Sale/License-back; A new source of capital for smaller companies

If you have been following our blog, you will have noticed that for the last several weeks we have been introducing a new transaction type–sale/license-back of intellectual property. We’ve concentrated on the property type more than the transaction, which is really quite familiar in another context.

Everyone is familiar with a sale/lease-back of real estate or equipment or software–a company sells property in return for cash and executes a lease (or for software, a license). The lease gives the company continued use of the property in return for periodic payments of rent.

As a property class, intellectual property is treated a little differently than a tangible asset when it comes to valuation and legal status. However, a sale/license-back of patents, trademarks, or copyrights is really just the sale/lease-back we all understand for a new class of property.

Carthage Intellectual Capital Management has introduced this new business process. We are looking for deals now. If your company has intellectual property and could benefit from new capital, we’re at info@carthageic.com.



What College Doesn’t Teach You about Sale License-Backs (But Should)

It’s summer intern season and Carthage Intellectual Capital is in full court press to get its share of the best and brightest.  As bright as they are, the sale license-back is completely unknown to interns. So here’s the primer we are using to get them engaged in the biggest financial revolution yet of the 21st century:

1. Suppose a company has 5 patents all of which are valid for 10 years. The patents originally cost the company $1000 in R&D.

2. Now suppose that Carthage (or a financing company licensed by Carthage) agrees to acquire all 5 patents for $1000. (How we figure this out relies on other patents under license to Carthage).

3, Carthage also agrees to license-back all of the patents to the company to use for 10 years in exchange for a royalty of $150 each year. This works out to $1500 for 10 years. (Again how we figure this out relies on other patents under license to Carthage).

4. Suppose the company has a tax rate of 40% on income only.

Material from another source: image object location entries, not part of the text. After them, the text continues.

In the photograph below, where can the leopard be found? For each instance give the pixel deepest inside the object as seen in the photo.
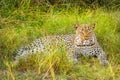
(83, 42)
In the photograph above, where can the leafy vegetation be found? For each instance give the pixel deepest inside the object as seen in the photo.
(23, 21)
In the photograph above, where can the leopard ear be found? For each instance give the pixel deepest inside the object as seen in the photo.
(76, 26)
(93, 26)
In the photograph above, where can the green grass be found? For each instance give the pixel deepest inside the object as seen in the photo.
(20, 27)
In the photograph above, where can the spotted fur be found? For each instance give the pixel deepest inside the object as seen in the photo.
(84, 42)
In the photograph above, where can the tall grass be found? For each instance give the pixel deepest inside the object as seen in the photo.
(19, 27)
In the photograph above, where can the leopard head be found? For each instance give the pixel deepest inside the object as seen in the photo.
(84, 35)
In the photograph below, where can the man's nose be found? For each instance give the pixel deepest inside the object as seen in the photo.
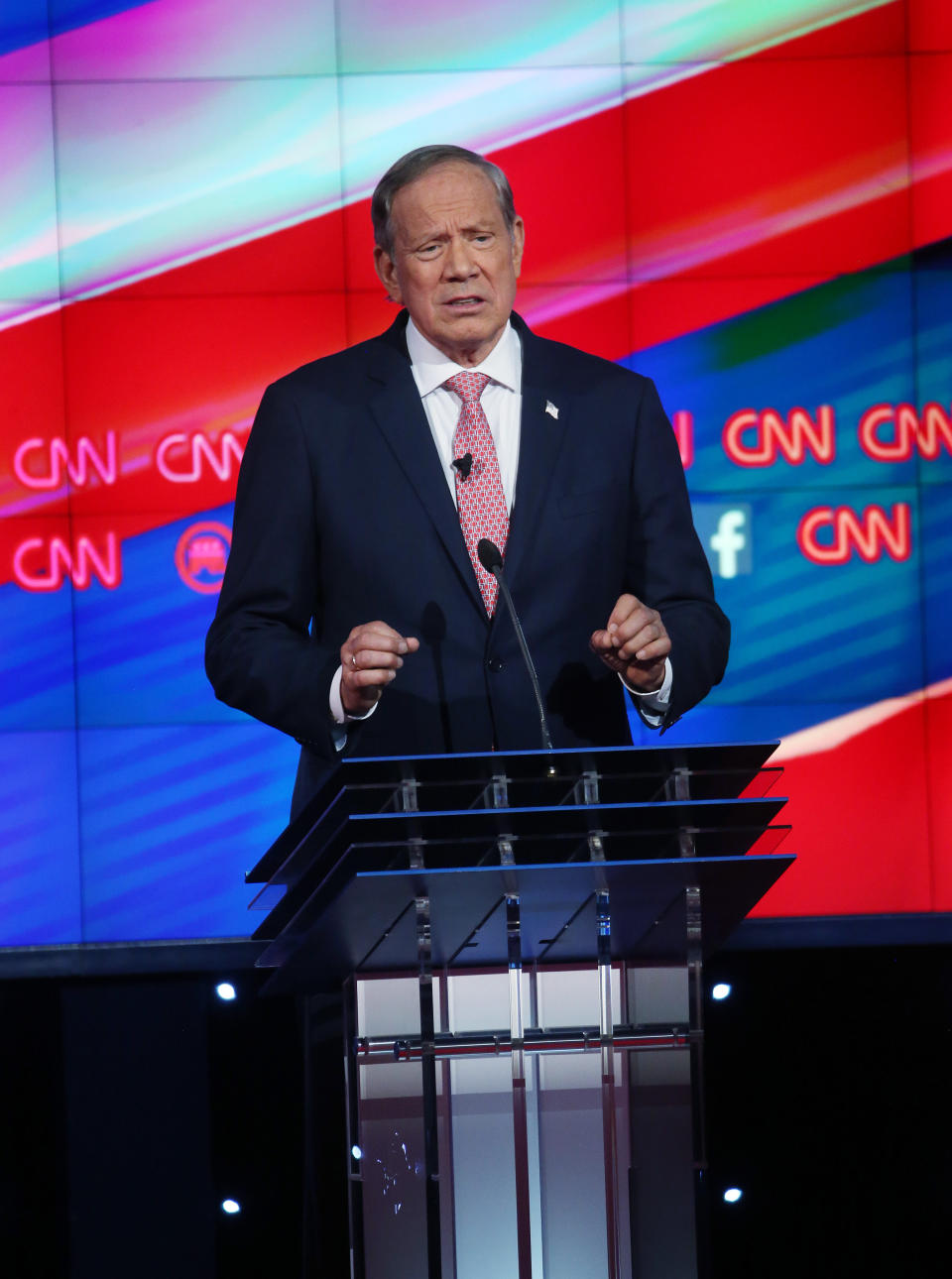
(459, 263)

Assume the $1000 it gets from Carthage is not taxed (more on this in future blogs). Carthage is organized like a partnership and pays no taxes.

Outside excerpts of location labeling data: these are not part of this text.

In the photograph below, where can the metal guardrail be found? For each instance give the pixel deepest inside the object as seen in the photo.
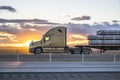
(60, 57)
(59, 67)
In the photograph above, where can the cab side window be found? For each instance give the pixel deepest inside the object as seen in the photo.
(47, 38)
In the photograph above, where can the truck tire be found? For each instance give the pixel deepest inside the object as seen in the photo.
(37, 51)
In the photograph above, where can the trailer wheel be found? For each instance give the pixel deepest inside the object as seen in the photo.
(37, 51)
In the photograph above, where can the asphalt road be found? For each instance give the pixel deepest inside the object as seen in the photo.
(60, 57)
(61, 76)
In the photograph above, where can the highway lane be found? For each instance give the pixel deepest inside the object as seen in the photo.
(60, 57)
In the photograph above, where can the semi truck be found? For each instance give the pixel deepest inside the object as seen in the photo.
(55, 41)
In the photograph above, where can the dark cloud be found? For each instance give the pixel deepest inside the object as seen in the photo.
(81, 18)
(115, 21)
(36, 21)
(9, 8)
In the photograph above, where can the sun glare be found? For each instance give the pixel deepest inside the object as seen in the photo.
(27, 43)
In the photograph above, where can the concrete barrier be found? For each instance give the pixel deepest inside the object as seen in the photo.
(59, 67)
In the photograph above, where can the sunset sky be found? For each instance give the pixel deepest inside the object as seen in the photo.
(22, 21)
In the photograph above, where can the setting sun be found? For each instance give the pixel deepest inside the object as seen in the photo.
(27, 43)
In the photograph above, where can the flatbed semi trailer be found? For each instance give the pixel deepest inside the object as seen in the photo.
(102, 48)
(55, 40)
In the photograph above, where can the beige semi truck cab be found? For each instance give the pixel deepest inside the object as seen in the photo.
(54, 40)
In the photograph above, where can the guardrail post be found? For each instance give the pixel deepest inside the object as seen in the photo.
(50, 57)
(18, 56)
(82, 57)
(114, 57)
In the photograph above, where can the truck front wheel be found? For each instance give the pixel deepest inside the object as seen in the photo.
(37, 51)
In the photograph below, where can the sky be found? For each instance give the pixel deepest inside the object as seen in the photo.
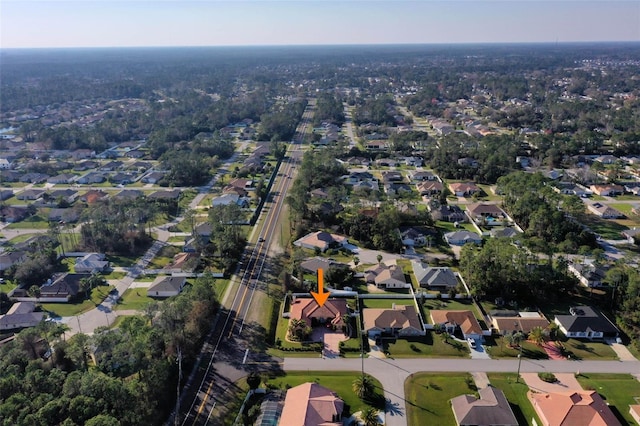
(112, 23)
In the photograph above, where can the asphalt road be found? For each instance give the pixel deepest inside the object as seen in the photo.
(392, 373)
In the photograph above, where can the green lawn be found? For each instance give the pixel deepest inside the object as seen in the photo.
(134, 298)
(608, 229)
(164, 257)
(618, 390)
(70, 309)
(428, 395)
(384, 303)
(579, 349)
(338, 381)
(431, 345)
(32, 222)
(516, 394)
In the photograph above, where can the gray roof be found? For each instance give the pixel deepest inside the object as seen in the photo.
(586, 319)
(168, 284)
(433, 276)
(491, 409)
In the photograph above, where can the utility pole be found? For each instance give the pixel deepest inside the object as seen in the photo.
(177, 410)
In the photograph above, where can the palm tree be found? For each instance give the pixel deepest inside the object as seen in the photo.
(536, 335)
(369, 416)
(363, 386)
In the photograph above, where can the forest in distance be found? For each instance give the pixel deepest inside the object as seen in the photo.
(508, 118)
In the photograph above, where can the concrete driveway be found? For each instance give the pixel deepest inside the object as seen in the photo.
(331, 340)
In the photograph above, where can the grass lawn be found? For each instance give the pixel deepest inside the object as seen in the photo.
(608, 229)
(32, 222)
(122, 261)
(428, 394)
(98, 294)
(623, 207)
(516, 394)
(338, 381)
(7, 286)
(384, 303)
(579, 349)
(164, 257)
(115, 275)
(618, 390)
(134, 298)
(431, 345)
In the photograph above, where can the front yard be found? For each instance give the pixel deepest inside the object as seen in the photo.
(428, 395)
(618, 390)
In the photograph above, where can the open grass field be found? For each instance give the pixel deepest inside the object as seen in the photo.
(618, 390)
(516, 394)
(71, 309)
(338, 381)
(428, 395)
(135, 299)
(432, 345)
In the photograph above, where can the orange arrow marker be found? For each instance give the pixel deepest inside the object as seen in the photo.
(320, 297)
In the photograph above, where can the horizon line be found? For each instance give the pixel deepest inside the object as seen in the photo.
(468, 43)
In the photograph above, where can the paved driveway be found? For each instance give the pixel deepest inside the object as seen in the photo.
(331, 340)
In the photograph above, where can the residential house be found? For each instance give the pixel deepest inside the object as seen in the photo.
(384, 276)
(461, 320)
(414, 237)
(604, 211)
(21, 315)
(308, 310)
(91, 178)
(434, 278)
(64, 178)
(490, 409)
(586, 323)
(227, 199)
(322, 240)
(509, 322)
(64, 215)
(68, 195)
(391, 176)
(30, 194)
(5, 194)
(10, 258)
(128, 194)
(447, 213)
(421, 176)
(572, 408)
(460, 238)
(311, 404)
(631, 234)
(429, 188)
(166, 286)
(376, 145)
(34, 178)
(93, 196)
(173, 194)
(486, 214)
(468, 162)
(573, 189)
(153, 177)
(91, 263)
(399, 321)
(588, 274)
(64, 286)
(315, 263)
(607, 190)
(12, 214)
(464, 189)
(503, 232)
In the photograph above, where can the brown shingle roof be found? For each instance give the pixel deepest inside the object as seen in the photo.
(310, 404)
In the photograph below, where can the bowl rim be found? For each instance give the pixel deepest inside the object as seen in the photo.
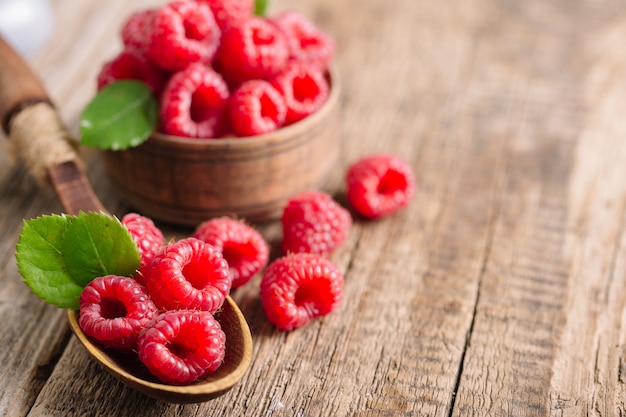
(294, 129)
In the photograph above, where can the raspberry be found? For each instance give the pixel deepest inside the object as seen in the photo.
(379, 184)
(307, 43)
(188, 274)
(304, 88)
(183, 32)
(194, 103)
(313, 222)
(253, 49)
(114, 309)
(180, 347)
(228, 13)
(256, 107)
(136, 30)
(298, 288)
(147, 236)
(131, 65)
(244, 249)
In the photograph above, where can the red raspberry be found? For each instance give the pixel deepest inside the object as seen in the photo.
(130, 64)
(137, 29)
(298, 288)
(378, 185)
(180, 347)
(228, 13)
(183, 32)
(253, 49)
(304, 88)
(194, 103)
(244, 249)
(114, 309)
(256, 107)
(188, 274)
(307, 43)
(313, 222)
(147, 236)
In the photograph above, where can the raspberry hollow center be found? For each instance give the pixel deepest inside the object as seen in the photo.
(314, 297)
(196, 275)
(185, 344)
(262, 37)
(391, 182)
(268, 107)
(112, 308)
(305, 88)
(204, 102)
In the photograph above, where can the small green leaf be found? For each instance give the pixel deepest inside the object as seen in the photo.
(121, 115)
(95, 245)
(260, 7)
(40, 262)
(57, 255)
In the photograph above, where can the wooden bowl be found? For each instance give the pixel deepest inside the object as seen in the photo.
(185, 181)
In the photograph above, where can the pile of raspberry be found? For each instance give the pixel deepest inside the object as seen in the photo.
(218, 70)
(166, 312)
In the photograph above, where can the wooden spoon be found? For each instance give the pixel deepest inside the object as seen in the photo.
(38, 136)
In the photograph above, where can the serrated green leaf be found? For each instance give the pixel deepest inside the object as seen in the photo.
(40, 262)
(121, 115)
(260, 7)
(95, 245)
(57, 255)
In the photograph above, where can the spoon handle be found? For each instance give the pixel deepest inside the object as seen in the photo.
(39, 137)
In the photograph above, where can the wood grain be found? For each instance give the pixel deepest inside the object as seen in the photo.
(498, 292)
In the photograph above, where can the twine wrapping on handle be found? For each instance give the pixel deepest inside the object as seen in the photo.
(39, 138)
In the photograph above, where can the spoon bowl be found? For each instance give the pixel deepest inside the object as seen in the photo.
(129, 370)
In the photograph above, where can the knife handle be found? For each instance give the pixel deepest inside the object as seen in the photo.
(19, 86)
(38, 136)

5. The $150 the company pays as a royalty is an expense each year and reduces the income by $150. This reduces taxes payable by the company by 40% of $150/yr or $60/yr which is a tax credit and which is like getting cash refunds of $60/yr. ($600 for 10 years).

6. Now we can calculate how the sale license-back affects the company and Carthage over the 10 year agreement as follows:

                                                         Carthage                                         Company

Purchase Patents                             -$1000                                             +$1000

Pay Royalties                                   +$1500                                             – $1500

Tax Credits (40%)                            $   000                                            + $   600

Profits(+)/Losses(-)                        +$   500                                             +$   100

Carthage makes money because the royalties it receives are more than it paid for the patents (+$500). But the Company also makes $100 because its tax credits plus the sale price are more than the royalty payments. This the financial power of licensing versus borrowing.

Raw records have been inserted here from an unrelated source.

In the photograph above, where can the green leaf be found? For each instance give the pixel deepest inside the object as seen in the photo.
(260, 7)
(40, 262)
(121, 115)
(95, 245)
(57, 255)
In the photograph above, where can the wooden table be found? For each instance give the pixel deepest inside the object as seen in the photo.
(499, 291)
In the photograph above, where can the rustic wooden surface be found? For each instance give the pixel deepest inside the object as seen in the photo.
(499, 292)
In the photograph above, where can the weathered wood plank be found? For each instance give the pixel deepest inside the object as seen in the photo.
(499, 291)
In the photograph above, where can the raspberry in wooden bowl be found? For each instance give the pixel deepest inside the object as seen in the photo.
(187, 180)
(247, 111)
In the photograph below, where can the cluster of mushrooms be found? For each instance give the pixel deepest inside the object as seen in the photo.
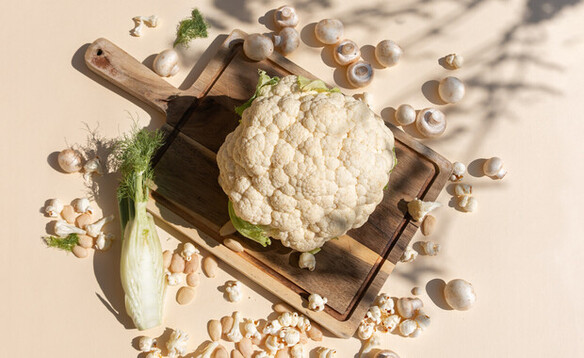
(347, 53)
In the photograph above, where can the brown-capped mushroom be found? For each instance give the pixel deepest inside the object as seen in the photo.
(346, 52)
(360, 74)
(285, 16)
(257, 47)
(431, 122)
(388, 53)
(287, 40)
(329, 31)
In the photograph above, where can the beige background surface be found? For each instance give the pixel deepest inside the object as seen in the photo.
(522, 250)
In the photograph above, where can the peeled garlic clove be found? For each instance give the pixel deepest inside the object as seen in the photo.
(166, 63)
(329, 31)
(346, 52)
(70, 160)
(431, 122)
(459, 294)
(451, 89)
(388, 53)
(54, 208)
(405, 115)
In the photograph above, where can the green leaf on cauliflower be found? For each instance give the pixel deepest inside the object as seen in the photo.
(264, 80)
(306, 84)
(253, 232)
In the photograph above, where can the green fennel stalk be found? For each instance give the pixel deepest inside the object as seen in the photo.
(141, 266)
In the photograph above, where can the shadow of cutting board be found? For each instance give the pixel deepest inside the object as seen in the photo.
(351, 270)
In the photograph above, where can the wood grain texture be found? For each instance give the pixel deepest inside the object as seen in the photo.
(351, 270)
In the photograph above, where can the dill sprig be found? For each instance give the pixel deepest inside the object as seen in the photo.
(133, 154)
(191, 28)
(65, 244)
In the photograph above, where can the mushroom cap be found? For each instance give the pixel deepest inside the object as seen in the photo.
(459, 294)
(359, 74)
(329, 31)
(431, 122)
(287, 40)
(388, 53)
(346, 52)
(257, 47)
(405, 114)
(451, 89)
(166, 63)
(285, 16)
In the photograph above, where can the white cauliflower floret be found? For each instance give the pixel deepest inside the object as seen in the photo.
(308, 165)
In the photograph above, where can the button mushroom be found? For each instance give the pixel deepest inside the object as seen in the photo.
(329, 31)
(285, 16)
(166, 63)
(287, 40)
(451, 89)
(431, 122)
(346, 52)
(257, 47)
(405, 115)
(360, 74)
(388, 53)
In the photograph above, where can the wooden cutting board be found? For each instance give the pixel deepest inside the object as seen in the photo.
(351, 270)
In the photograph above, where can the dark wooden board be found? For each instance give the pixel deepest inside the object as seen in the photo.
(351, 270)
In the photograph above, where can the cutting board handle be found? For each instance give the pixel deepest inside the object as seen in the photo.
(118, 67)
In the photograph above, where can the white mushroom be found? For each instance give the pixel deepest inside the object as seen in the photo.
(177, 344)
(459, 294)
(431, 122)
(408, 256)
(233, 290)
(234, 334)
(285, 16)
(346, 52)
(454, 61)
(81, 205)
(70, 160)
(405, 115)
(316, 302)
(430, 248)
(64, 229)
(257, 47)
(388, 53)
(451, 89)
(418, 208)
(493, 167)
(329, 31)
(307, 260)
(54, 208)
(188, 251)
(458, 170)
(94, 229)
(92, 166)
(287, 40)
(359, 74)
(166, 63)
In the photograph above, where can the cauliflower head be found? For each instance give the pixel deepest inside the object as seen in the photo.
(305, 165)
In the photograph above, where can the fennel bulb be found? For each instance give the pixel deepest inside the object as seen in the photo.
(141, 266)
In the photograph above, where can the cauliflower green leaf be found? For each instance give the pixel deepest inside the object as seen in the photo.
(263, 80)
(253, 232)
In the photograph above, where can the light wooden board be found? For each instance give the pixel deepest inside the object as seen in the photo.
(351, 270)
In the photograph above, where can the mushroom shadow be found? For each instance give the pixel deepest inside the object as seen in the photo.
(430, 91)
(435, 290)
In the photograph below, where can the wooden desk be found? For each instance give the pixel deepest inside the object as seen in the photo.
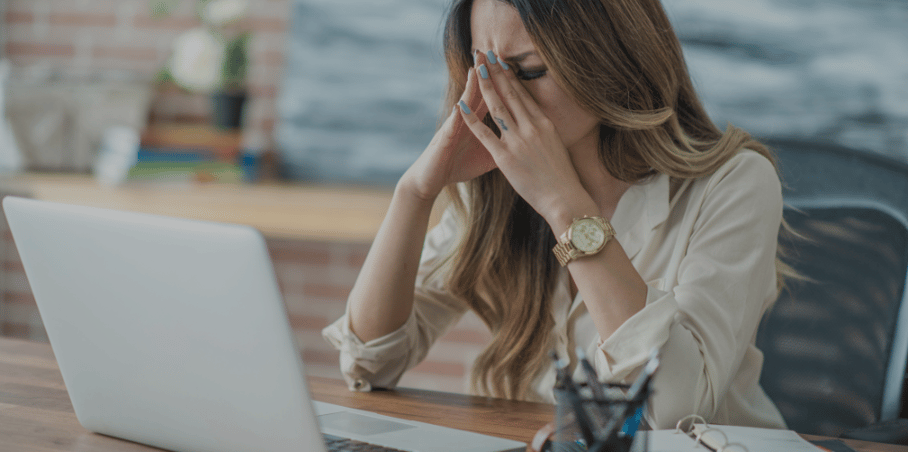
(36, 414)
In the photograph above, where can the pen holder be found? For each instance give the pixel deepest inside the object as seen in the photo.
(584, 422)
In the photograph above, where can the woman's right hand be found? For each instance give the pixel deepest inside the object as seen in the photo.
(454, 154)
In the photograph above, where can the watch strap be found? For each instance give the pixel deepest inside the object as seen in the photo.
(565, 251)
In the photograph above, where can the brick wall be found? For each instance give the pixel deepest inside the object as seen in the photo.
(315, 279)
(110, 37)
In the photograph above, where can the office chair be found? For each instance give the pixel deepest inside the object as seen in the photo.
(835, 344)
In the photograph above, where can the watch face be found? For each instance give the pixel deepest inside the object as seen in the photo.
(587, 235)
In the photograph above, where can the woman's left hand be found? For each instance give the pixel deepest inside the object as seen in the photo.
(529, 152)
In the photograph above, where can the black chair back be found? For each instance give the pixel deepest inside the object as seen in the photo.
(836, 343)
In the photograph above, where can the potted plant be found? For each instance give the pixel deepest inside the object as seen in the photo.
(212, 58)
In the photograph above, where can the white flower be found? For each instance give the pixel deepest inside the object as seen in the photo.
(222, 12)
(197, 60)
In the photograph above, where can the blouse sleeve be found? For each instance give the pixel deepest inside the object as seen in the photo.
(725, 281)
(380, 362)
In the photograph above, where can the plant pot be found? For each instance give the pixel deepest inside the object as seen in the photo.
(227, 109)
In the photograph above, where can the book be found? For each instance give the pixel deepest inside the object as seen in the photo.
(726, 438)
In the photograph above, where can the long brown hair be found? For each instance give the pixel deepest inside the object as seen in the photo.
(621, 61)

Now suppose the company had decided to borrow $1000 for 10 years in exchange for paying back the principal of $1000 plus $500 in interest. It still gets $ 1000 but pays back $1500. What then?

The difference is in the tax credit. You only get a tax credit on interest paid on a loan, not the principal. The 40% tax credit on $500 in interest is $200. So instead of paying $1500 pay to the bank, the company pays $1300 net of tax credits which means it costs the company -$300 to borrow $1000 for 10 years. In our examples here licensing-back a $1000 patent pool is $400 cheaper than borrowing $1000. This part is not an invention of Carthage- it is the pre-existing rules of the IRS.

And this is what our interns will be explaining to our clients this summer. Perhaps they will have an opportunity to enlighten your interns as well.